On the way over to the client’s home I have to admit I was a bit nervous. I didn’t have a personal relationship with these people and I was about to walk into what was surely a very emotional situation. I had to make sure the paperwork got handled properly without being insensitive or disruptive during a difficult time. I wasn’t sure what I was getting into.

When I walked in the door, however, I was happy to discover that both the client and his wife were very relaxed; they took pains to make me feel at home. After just a few minutes I felt comfortable speaking frankly about the business we needed to take care of.

During that 90-minute meeting at their kitchen table, I tried to remember the ways I had observed senior advisors deal with grieving clients. I made a point to slow things way down. I’m always careful to listen to clients but in this situation I knew it was particularly important to let him and his wife explain their concerns before I rushed in with a solution.

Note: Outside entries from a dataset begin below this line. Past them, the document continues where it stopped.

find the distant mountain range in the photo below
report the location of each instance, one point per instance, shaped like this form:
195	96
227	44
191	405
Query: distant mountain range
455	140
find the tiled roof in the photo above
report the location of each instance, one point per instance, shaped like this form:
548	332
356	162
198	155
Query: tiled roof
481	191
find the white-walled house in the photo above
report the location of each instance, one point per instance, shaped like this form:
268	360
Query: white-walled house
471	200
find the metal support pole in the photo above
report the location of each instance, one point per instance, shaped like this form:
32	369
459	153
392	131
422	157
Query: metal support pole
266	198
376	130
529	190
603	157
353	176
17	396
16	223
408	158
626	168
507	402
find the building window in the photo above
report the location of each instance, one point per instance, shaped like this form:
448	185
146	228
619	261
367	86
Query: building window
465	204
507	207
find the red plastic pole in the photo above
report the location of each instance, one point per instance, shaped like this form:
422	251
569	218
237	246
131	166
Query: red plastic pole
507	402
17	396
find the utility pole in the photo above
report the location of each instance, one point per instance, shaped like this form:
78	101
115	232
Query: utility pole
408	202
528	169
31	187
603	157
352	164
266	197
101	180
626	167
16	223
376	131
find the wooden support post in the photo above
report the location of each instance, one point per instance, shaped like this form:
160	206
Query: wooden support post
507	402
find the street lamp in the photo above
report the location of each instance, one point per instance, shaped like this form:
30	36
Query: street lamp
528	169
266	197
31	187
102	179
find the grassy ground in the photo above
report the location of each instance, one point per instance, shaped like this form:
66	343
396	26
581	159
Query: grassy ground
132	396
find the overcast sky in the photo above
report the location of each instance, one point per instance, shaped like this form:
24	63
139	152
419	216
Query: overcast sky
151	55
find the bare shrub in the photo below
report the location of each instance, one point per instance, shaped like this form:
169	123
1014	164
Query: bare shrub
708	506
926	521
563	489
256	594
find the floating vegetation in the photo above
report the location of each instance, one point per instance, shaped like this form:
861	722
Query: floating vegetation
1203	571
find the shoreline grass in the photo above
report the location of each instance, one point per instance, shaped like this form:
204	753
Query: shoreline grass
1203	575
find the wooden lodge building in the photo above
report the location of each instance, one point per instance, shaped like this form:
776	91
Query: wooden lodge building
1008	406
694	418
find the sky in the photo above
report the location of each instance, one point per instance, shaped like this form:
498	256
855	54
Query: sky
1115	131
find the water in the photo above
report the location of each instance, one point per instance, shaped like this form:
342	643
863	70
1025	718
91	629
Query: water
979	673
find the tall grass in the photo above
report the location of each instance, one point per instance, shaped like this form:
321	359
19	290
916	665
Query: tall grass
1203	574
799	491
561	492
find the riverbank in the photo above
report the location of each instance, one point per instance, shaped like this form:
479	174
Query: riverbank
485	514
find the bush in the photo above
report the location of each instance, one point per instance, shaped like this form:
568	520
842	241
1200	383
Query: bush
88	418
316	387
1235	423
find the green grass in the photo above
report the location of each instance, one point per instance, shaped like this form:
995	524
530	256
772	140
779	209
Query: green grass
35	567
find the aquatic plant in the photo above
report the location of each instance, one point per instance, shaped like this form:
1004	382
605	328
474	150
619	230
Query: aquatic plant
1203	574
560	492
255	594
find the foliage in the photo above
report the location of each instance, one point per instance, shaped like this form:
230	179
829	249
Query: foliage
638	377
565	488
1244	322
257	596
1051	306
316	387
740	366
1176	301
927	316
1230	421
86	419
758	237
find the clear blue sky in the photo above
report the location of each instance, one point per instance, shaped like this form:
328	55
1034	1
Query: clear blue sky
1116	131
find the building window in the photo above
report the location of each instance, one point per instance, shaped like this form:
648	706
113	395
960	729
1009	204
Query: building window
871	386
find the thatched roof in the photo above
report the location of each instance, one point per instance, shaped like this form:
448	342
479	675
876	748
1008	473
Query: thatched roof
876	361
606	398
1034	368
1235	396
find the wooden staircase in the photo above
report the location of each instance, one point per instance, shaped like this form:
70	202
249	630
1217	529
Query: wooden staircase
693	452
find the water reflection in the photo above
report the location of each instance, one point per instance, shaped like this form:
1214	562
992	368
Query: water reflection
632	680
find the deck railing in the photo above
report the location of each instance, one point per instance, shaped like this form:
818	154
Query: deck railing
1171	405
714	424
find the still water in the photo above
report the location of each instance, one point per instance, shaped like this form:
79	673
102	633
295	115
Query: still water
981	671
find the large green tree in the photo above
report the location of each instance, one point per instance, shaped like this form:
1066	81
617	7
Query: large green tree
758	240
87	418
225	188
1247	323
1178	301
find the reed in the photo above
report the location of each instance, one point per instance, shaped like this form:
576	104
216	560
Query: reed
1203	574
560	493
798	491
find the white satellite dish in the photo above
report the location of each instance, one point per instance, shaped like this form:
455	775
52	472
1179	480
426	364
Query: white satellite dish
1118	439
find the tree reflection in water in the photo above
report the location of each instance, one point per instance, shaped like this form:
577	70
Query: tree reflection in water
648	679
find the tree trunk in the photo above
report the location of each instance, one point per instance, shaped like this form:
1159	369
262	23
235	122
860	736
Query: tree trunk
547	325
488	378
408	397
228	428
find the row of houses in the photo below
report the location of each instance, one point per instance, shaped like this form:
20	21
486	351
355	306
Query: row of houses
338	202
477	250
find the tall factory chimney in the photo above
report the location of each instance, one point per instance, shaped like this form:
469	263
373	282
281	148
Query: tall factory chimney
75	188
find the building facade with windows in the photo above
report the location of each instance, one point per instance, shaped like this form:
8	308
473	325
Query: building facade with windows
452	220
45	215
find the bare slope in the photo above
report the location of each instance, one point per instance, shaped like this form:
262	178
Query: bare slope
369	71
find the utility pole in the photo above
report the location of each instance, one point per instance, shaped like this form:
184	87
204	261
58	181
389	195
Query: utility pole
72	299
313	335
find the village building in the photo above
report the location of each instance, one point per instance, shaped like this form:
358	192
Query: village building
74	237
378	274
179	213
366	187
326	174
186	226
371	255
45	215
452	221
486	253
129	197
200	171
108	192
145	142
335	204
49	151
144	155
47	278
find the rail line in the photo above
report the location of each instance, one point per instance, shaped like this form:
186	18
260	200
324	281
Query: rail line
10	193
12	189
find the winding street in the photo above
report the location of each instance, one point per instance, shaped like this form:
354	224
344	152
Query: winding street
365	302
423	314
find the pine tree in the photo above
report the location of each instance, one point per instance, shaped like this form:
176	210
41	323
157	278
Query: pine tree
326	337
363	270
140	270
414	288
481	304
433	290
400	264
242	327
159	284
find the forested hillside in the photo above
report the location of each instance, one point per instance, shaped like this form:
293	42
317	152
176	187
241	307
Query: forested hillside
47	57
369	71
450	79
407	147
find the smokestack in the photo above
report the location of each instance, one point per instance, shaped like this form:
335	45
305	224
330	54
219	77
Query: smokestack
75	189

In retrospect, one thing that helped this situation go smoothly was the fact that I had done a lot of advance preparation. Not only did I have all the necessary disclosures and paperwork on hand, I had also come up with a to-do list that helped me stay on track.

Kaleb Robuck

If you’re proactive and have a system in place you can take the time to chat with the family members without worrying that you’re going to neglect a crucial task.

By the end of that meeting I had taken care of everything I needed to — and my nerves had completely vanished.

Encouraging people to make decisions and take action when they’re also facing an end-of-life situation is definitely one of the most difficult situations an advisor can find themselves in. I’ve learned there are ways you can show what you mean without having to express it in so many words. I’ll point out that if no decision gets made then no decision is their decision. I also stress that my job is to fulfill their wishes. In my experience, people appreciate honesty. After all, we all know what the situation is; there’s no need to pretend it isn’t happening.

While it’s always important to communicate clearly, it’s especially true in high-stress, emotional situations like these. You need to speak very clearly, particularly if you’re working with older folks, and confirm and double-confirm that they understand what needs to happen.

Finally, while it’s important to be courteous and to build rapport with the client and their family, it’s also crucial to remember your purpose. It’s easy to get caught up in conversation, particularly when you’re in a client’s home environment. Doing advance preparation can help you speak confidently about why you’re there and can help you stay focused even if the conversation wanders.